The Writings of Carl Schurz/To E. L. Godkin, June 23d, 1872


Pittsburgh, June 23, 1872.

I regret not to have had an opportunity to talk with you after the conference. I called at the Nation office yesterday, but did not find you.

The conference had doubtlessly convinced you that there was no escape from the Greeley-Grant alternative, when we met. Any attempt to nominate a new ticket would simply have increased the confusion and put the “third” candidates into an unenviable, perhaps even ridiculous, position, without even furnishing to those who want to vote neither for Greeley nor for Grant an opportunity to make a respectable demonstration of conscience; for a third ticket would probably not live as long this year as the Frémont ticket did in 1864. The spirit of the conference demonstrated all this very clearly.

I do not know how much weight you attach to the reasons I gave for supporting Greeley as against Grant. It is a point of view, which, I know, is but little appreciated in the Northeastern States, but appeals very strongly to those who are in contact with the South and feel the full importance of the problem which consists in the pacification and regeneration of that part of the country. The question is whether that problem is to be solved by Ku-Klux laws or by moral influences, and in this respect there is something in this campaign which does not depend on the individuality of the candidates. I intend to speak on that subject as soon as possible, and I wish I could prevail on you not to fix the course of the Nation so irrevocably that it cannot be changed, until the campaign shall have fully developed its tendencies and possibilities.

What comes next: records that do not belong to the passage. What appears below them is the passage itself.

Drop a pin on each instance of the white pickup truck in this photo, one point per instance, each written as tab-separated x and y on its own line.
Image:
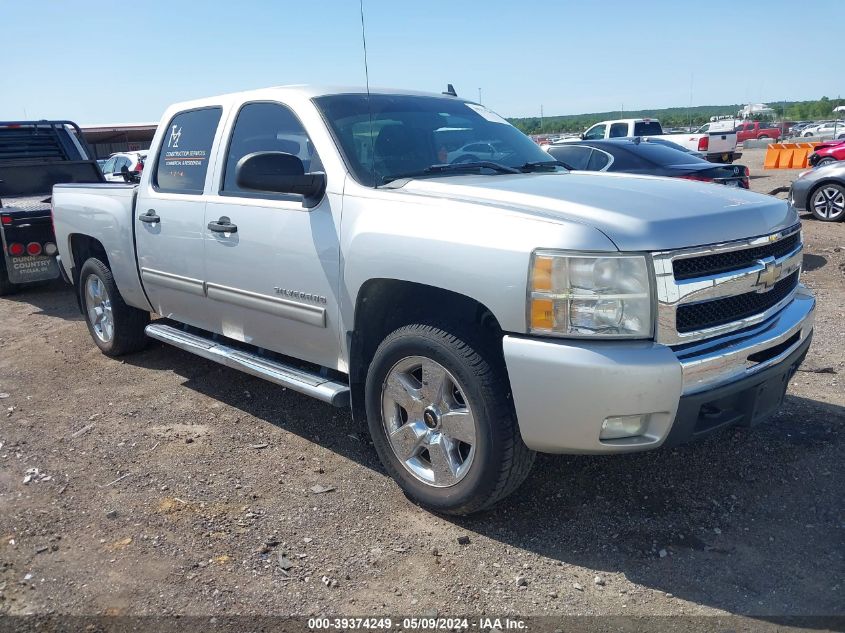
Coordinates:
719	146
473	311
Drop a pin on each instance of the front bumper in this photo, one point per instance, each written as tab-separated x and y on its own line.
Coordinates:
564	390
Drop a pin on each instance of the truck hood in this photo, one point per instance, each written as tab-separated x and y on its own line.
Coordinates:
638	213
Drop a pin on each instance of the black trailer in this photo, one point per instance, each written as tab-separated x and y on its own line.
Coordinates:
34	156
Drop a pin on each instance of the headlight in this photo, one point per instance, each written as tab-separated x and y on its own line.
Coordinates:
589	296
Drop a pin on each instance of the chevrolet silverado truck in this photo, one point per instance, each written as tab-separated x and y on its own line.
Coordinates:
718	146
473	312
35	155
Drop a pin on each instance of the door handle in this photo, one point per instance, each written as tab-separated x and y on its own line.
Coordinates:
223	225
149	217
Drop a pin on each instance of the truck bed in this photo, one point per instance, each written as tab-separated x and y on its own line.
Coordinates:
107	211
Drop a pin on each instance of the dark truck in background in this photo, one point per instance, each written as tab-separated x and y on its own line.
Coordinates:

As you know, I am very far from denying the importance of what you say about Greeley personally. But I think some of the danger you apprehend may in a measure be averted. I had a conversation with Greeley before I left, and I think—in fact I am confident—I can make Greeley commit himself to certain specific reform-measures, publicly and in a manner so binding, that, if elected, he will not be able to escape from his pledges or even to quibble about them without breaking down his Administration at once. He is not sanguine enough to think that the Baltimore Convention will, by endorsing him, absolutely insure his election or that he can depend on the “politicians” alone for his success. The matter will come out when I make my first speech, in a fortnight or three weeks, and I should be glad if you would suspend final judgment for a little while. The influence of the Nation is so great and valuable that it ought not to redound to Grant's benefit as long as on the other side the possibilities are not all exhausted. I tell you the above in confidence, not to be used in public until it is fully developed. I regret the course taken by the Evening Post. Its article of yesterday, intended to prove that Greeley's election would be the restoration of the Democratic party of 1860 to power, is certainly wrong in its conclusions, and I think we shall soon practically prove it to be so.

I shall be at St. Louis to-morrow night and should be very glad to hear from you.